As you can tell, Lace Up Your Cleats (LUYC) is more than sport, it’s about community. I use sport as a vehicle to create connection, inspire fun and support individual empowerment as a player and person. I think for the most part I succeed in these goals and I try to tweak LUYC so that it appeals to more and more people.
In my early twenties I was involved in the activist scene in downtown Toronto, which was racially diverse, included people on all points of the gender spectrum, some had disabilities – some didn’t, mostly-if-not-exclusively queer, feminist in nature, there were people who identified as working-class, as hipster, as everything you could imagine. I tried to find my place in all of that, but it was hard. I was young, insecure, overwhelmed, in pain and generally alone. I wanted to belong and I wanted to be loved – doesn’t everyone?
I was friends and lovers with so many different people. I worked with those who had been activists for years and some that were newbies. I saw people change genders, change partners, fuck-up and do good work all at once. It was an illuminating time and it taught me that: A. I wanted to be a part of social change; and B. I was drawn to leading and creating community that was comfortable, down-to-earth, inclusive and challenging (in a good way).
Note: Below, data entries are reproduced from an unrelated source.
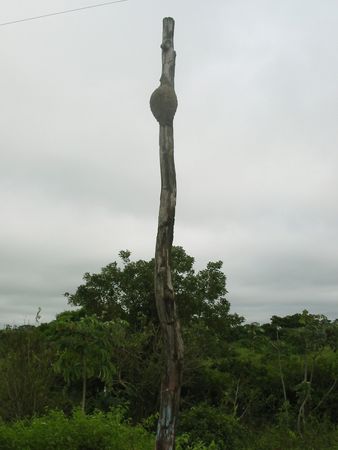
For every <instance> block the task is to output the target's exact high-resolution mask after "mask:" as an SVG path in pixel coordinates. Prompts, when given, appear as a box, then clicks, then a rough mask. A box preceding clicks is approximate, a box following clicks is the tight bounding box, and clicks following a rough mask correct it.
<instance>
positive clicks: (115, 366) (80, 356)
mask: <svg viewBox="0 0 338 450" xmlns="http://www.w3.org/2000/svg"><path fill="white" fill-rule="evenodd" d="M73 318H74V315H73V314H72V313H70V314H67V313H66V314H61V315H60V316H59V317H58V319H57V320H56V321H54V322H53V324H52V325H51V326H50V332H51V333H52V334H51V335H52V339H53V340H54V342H55V345H56V348H57V354H56V361H55V363H54V370H55V372H56V373H60V374H61V375H62V376H63V378H64V379H65V381H66V382H67V383H70V382H71V381H77V380H81V382H82V399H81V407H82V410H83V411H85V407H86V396H87V381H88V379H89V378H92V377H95V378H97V379H99V380H101V381H103V382H104V383H105V384H106V385H107V386H110V385H111V383H112V379H113V376H114V375H115V374H116V372H117V368H116V365H115V364H114V357H113V356H114V348H116V347H118V346H120V345H121V343H122V341H123V337H124V332H125V327H124V324H123V323H122V322H121V321H120V322H102V321H100V320H98V319H97V318H96V317H95V316H86V317H81V318H79V319H78V320H73Z"/></svg>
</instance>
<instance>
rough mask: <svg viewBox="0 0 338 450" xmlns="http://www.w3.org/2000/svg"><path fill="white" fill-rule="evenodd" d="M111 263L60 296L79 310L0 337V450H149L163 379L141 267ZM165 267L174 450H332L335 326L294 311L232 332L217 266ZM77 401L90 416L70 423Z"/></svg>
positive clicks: (225, 291) (237, 325)
mask: <svg viewBox="0 0 338 450" xmlns="http://www.w3.org/2000/svg"><path fill="white" fill-rule="evenodd" d="M119 256H120V262H119V263H118V262H113V263H111V264H109V265H108V266H106V267H104V268H103V269H102V270H101V271H100V272H99V273H97V274H85V276H84V283H83V284H82V285H81V286H80V287H79V288H78V289H77V290H76V292H75V293H74V294H67V296H68V298H69V302H70V303H71V304H72V305H74V306H78V307H79V309H78V310H76V311H74V310H73V311H66V312H64V313H62V314H60V315H59V316H58V317H57V319H56V320H55V321H53V322H51V323H49V324H43V325H39V326H36V327H32V326H24V327H18V328H10V327H8V328H7V329H5V330H1V331H0V417H2V419H3V420H4V422H6V424H5V423H1V424H0V448H1V449H2V448H4V449H7V448H8V449H9V448H10V449H20V450H30V449H40V448H41V449H42V448H47V449H49V448H51V449H54V448H55V449H57V448H60V449H61V448H62V449H66V448H69V449H72V448H74V449H82V450H89V449H91V448H97V449H100V448H114V449H120V448H121V449H124V448H128V449H133V448H134V449H135V450H137V449H143V448H147V449H148V448H152V447H153V440H154V437H153V436H151V435H150V434H151V433H154V432H155V429H156V422H157V411H158V407H159V389H160V381H161V375H162V367H163V352H162V345H161V338H160V336H161V333H160V329H159V323H158V320H157V314H156V308H155V300H154V291H153V269H154V263H153V260H150V261H143V260H139V261H132V260H131V254H130V252H129V251H122V252H120V254H119ZM172 266H173V282H174V287H175V294H176V298H177V303H178V312H179V315H180V318H181V325H182V332H183V337H184V346H185V352H184V353H185V357H184V374H183V386H182V396H181V413H180V417H179V421H178V423H179V434H178V437H177V450H220V449H221V450H226V449H229V450H230V449H234V450H258V449H259V450H281V449H283V450H287V449H290V450H298V449H301V448H302V449H308V450H311V449H314V448H316V450H324V449H326V450H329V449H331V450H338V444H337V432H336V430H335V426H336V425H337V423H338V358H337V354H338V352H337V350H338V321H337V320H336V321H329V320H328V319H327V318H326V317H325V316H322V315H313V314H310V313H309V312H308V311H303V312H302V313H298V314H294V315H289V316H286V317H278V316H273V317H272V319H271V321H270V323H267V324H263V325H260V324H258V323H252V324H243V319H242V318H240V317H239V316H237V315H236V314H231V313H230V305H229V303H228V301H227V300H226V297H225V296H226V277H225V274H224V273H223V272H222V263H221V262H220V261H216V262H210V263H208V265H207V266H206V267H205V268H204V269H202V270H200V271H195V270H194V258H193V257H191V256H189V255H187V254H186V252H185V251H184V249H183V248H182V247H174V248H173V252H172ZM80 402H81V403H82V407H83V409H84V405H85V402H86V411H87V412H89V415H88V416H87V417H86V416H84V415H83V414H81V413H80V412H75V413H74V414H73V415H72V416H71V411H72V410H73V409H74V407H76V406H78V405H79V404H80ZM121 406H123V408H124V412H125V415H126V417H130V420H131V423H134V424H137V423H139V424H140V423H141V424H142V429H141V428H140V427H136V428H134V427H132V426H131V425H129V424H128V423H126V422H123V420H122V419H121V414H120V413H118V412H117V411H118V410H117V408H118V407H121ZM55 409H58V410H62V411H63V412H64V413H65V414H66V415H64V414H63V413H61V412H48V411H51V410H55ZM111 409H113V410H114V413H109V412H108V411H110V410H111ZM95 410H97V411H98V410H100V411H101V412H100V413H99V412H95V413H93V411H95ZM105 412H107V414H105ZM39 416H41V417H39ZM29 418H31V419H30V421H29ZM20 419H24V420H20ZM0 420H1V419H0ZM10 421H13V422H15V421H16V422H15V423H13V424H12V425H8V423H9V422H10ZM109 430H110V431H109ZM145 430H146V431H145ZM133 439H134V440H133ZM47 441H48V446H46V442H47ZM112 442H113V444H112ZM112 445H113V446H112Z"/></svg>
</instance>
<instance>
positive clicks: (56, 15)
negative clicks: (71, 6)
mask: <svg viewBox="0 0 338 450" xmlns="http://www.w3.org/2000/svg"><path fill="white" fill-rule="evenodd" d="M127 1H128V0H114V1H112V2H105V3H97V4H96V5H89V6H83V7H82V8H75V9H66V10H64V11H58V12H53V13H49V14H42V15H41V16H34V17H26V18H25V19H19V20H12V21H10V22H3V23H0V27H4V26H6V25H13V24H14V23H19V22H27V21H29V20H36V19H43V18H44V17H51V16H58V15H60V14H68V13H72V12H76V11H82V10H83V9H92V8H99V7H100V6H106V5H112V4H113V3H123V2H127Z"/></svg>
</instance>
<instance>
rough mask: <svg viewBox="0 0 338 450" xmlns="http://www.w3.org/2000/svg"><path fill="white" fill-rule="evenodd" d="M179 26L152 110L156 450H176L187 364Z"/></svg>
mask: <svg viewBox="0 0 338 450" xmlns="http://www.w3.org/2000/svg"><path fill="white" fill-rule="evenodd" d="M174 25H175V22H174V20H173V19H172V18H170V17H167V18H165V19H163V40H162V45H161V48H162V75H161V80H160V83H161V84H160V87H159V88H157V89H156V90H155V91H154V93H153V94H152V96H151V98H150V108H151V110H152V112H153V114H154V116H155V118H156V120H157V121H158V122H159V124H160V167H161V196H160V210H159V216H158V230H157V239H156V250H155V299H156V307H157V312H158V316H159V320H160V324H161V329H162V338H163V345H164V351H165V357H166V363H165V368H164V373H163V378H162V384H161V406H160V416H159V421H158V429H157V436H156V446H155V450H174V448H175V428H176V420H177V415H178V409H179V401H180V390H181V382H182V363H183V341H182V337H181V331H180V325H179V321H178V318H177V314H176V305H175V295H174V288H173V284H172V276H171V261H170V260H171V248H172V242H173V236H174V222H175V207H176V173H175V162H174V133H173V119H174V115H175V112H176V108H177V98H176V94H175V90H174V77H175V58H176V53H175V51H174V46H173V37H174Z"/></svg>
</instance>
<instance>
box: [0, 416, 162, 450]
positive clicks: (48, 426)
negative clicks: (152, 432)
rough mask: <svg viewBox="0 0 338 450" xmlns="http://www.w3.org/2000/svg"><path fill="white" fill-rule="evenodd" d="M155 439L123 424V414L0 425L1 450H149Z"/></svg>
mask: <svg viewBox="0 0 338 450" xmlns="http://www.w3.org/2000/svg"><path fill="white" fill-rule="evenodd" d="M153 443H154V438H153V436H151V435H150V434H148V433H147V432H146V431H145V430H144V429H142V428H141V427H132V426H131V425H129V424H128V423H125V422H123V420H122V417H121V413H120V411H114V412H110V413H107V414H103V413H101V412H97V413H94V414H92V415H88V416H86V415H84V414H83V413H82V412H81V411H75V412H74V414H73V416H72V417H70V418H67V417H66V416H65V415H64V414H63V413H62V412H59V411H53V412H50V413H48V415H46V416H43V417H39V418H34V419H32V420H30V421H18V422H16V423H14V424H5V423H0V448H1V450H65V449H67V450H149V448H152V446H153Z"/></svg>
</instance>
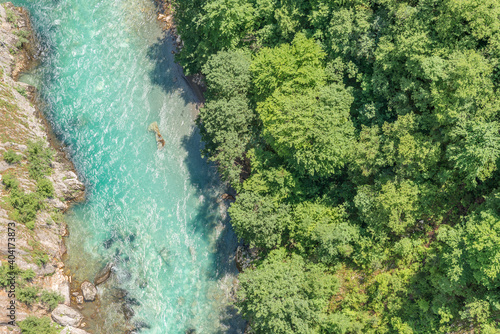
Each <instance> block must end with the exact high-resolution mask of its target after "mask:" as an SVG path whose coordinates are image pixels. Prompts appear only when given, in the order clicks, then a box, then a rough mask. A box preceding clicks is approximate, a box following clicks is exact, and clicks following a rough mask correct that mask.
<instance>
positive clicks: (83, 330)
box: [61, 327, 89, 334]
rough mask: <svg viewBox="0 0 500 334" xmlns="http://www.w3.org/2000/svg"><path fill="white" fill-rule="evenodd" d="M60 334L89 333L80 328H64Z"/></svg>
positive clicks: (88, 333)
mask: <svg viewBox="0 0 500 334" xmlns="http://www.w3.org/2000/svg"><path fill="white" fill-rule="evenodd" d="M61 334H89V332H87V331H84V330H83V329H80V328H75V327H66V328H64V329H63V330H62V331H61Z"/></svg>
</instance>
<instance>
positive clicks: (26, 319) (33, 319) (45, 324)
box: [17, 316, 61, 334]
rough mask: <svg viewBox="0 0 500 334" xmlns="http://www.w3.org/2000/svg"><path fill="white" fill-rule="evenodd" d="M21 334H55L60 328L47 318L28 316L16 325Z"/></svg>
mask: <svg viewBox="0 0 500 334" xmlns="http://www.w3.org/2000/svg"><path fill="white" fill-rule="evenodd" d="M17 324H18V325H19V327H20V328H21V333H23V334H57V333H59V332H60V331H61V327H60V326H59V325H57V324H54V323H52V322H51V321H50V318H49V317H43V318H37V317H34V316H29V317H27V318H26V319H25V320H23V321H19V322H18V323H17Z"/></svg>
So I learned these things, but I also racked up a lot of hurt, misunderstandings, burnt bridges that towards the end of my twenties I had had enough. I couldn’t be and fuck in the thick of it anymore, it was just too much. At the same time, I fell in love again with sport, particularly soccer (and then futsal), and embarked on a journey of self-discovery in sport. I became a certified soccer coach, I worked in sport as a leader and facilitator and then I launched LUYC, partly on a whim and partly because I yearned to create a sport community that spoke to my needs and the needs of so many like me who had experienced, and continue to experience marginalization both within the broader echelons of society and within specific niches and identity groups in Toronto.
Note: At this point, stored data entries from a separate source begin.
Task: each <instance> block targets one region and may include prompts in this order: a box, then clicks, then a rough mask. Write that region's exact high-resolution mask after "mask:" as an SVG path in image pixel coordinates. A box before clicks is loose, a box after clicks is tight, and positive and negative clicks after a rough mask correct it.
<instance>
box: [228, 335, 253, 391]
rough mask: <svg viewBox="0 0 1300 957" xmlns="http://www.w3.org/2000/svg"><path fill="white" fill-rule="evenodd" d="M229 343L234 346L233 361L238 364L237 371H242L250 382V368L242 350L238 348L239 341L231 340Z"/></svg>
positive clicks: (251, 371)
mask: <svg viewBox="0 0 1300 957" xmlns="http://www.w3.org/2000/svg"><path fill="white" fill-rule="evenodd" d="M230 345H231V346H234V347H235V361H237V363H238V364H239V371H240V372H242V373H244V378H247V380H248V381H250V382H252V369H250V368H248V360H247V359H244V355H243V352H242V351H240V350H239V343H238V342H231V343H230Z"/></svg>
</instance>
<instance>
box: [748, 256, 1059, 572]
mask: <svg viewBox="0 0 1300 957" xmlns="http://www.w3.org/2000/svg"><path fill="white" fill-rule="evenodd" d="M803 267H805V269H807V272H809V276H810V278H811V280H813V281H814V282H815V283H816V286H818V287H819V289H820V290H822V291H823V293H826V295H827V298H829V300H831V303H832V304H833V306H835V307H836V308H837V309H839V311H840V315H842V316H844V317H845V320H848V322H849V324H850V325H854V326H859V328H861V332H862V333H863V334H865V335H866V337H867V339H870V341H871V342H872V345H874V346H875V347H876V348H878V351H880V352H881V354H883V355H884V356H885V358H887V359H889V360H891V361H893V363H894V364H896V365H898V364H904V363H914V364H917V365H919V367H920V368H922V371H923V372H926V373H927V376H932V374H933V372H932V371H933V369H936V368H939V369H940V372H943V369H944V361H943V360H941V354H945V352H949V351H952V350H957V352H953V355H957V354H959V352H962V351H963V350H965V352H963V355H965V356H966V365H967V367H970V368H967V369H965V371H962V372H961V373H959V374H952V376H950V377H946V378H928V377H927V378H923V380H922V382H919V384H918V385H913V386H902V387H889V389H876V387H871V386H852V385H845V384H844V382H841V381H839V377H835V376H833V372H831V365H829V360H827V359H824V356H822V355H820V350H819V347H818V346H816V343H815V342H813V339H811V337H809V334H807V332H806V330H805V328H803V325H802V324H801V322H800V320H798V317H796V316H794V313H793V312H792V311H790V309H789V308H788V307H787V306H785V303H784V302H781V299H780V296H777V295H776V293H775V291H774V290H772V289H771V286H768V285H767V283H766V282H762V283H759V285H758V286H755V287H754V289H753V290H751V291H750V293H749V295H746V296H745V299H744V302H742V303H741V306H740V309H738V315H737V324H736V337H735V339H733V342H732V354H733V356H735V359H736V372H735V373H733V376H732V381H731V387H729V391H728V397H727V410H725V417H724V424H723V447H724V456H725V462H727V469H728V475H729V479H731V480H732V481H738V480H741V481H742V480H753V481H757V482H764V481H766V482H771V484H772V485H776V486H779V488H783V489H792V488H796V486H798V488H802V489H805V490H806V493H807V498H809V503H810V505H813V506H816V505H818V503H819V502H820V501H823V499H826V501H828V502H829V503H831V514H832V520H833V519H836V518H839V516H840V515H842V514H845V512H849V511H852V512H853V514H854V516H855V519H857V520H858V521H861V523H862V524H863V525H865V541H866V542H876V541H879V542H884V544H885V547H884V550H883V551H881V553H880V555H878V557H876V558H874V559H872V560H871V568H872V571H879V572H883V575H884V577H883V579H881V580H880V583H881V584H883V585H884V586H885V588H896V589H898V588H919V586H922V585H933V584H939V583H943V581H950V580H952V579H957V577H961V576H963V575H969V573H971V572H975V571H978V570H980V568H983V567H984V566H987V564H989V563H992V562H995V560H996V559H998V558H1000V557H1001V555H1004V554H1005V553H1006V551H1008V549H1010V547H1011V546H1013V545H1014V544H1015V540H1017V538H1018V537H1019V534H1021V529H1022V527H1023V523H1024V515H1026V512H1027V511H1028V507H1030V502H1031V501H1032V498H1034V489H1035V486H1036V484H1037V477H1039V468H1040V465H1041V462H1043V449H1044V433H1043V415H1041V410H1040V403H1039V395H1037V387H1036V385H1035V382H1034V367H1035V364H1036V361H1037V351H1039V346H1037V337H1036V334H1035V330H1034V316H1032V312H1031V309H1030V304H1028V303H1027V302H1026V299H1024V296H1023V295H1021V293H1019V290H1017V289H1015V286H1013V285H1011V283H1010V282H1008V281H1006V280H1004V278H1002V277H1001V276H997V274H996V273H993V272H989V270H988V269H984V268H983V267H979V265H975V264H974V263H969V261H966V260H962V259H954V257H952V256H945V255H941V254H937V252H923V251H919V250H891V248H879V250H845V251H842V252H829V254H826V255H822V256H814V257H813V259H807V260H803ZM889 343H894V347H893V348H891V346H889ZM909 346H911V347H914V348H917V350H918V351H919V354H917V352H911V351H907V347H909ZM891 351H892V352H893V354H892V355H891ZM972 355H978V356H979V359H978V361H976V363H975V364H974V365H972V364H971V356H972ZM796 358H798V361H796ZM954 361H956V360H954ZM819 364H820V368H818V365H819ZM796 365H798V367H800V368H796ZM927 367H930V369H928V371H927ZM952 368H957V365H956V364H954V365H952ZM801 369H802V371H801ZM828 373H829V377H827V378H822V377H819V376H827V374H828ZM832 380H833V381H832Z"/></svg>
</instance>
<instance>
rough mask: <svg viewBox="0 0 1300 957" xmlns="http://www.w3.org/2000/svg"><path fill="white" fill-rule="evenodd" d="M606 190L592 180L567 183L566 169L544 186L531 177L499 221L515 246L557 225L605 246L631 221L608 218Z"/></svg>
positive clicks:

I like to think of LUYC as a project in order to keep my expectations of it and myself in check, but I also don’t want to downplay the success and coolness of what I’m doing, where I come from and how my past and current experiences have shaped my approach. I love community, I love connection, I love sport and I love fun. None of that should be difficult, it should all be easy. That’s why LUYC started and why it continues.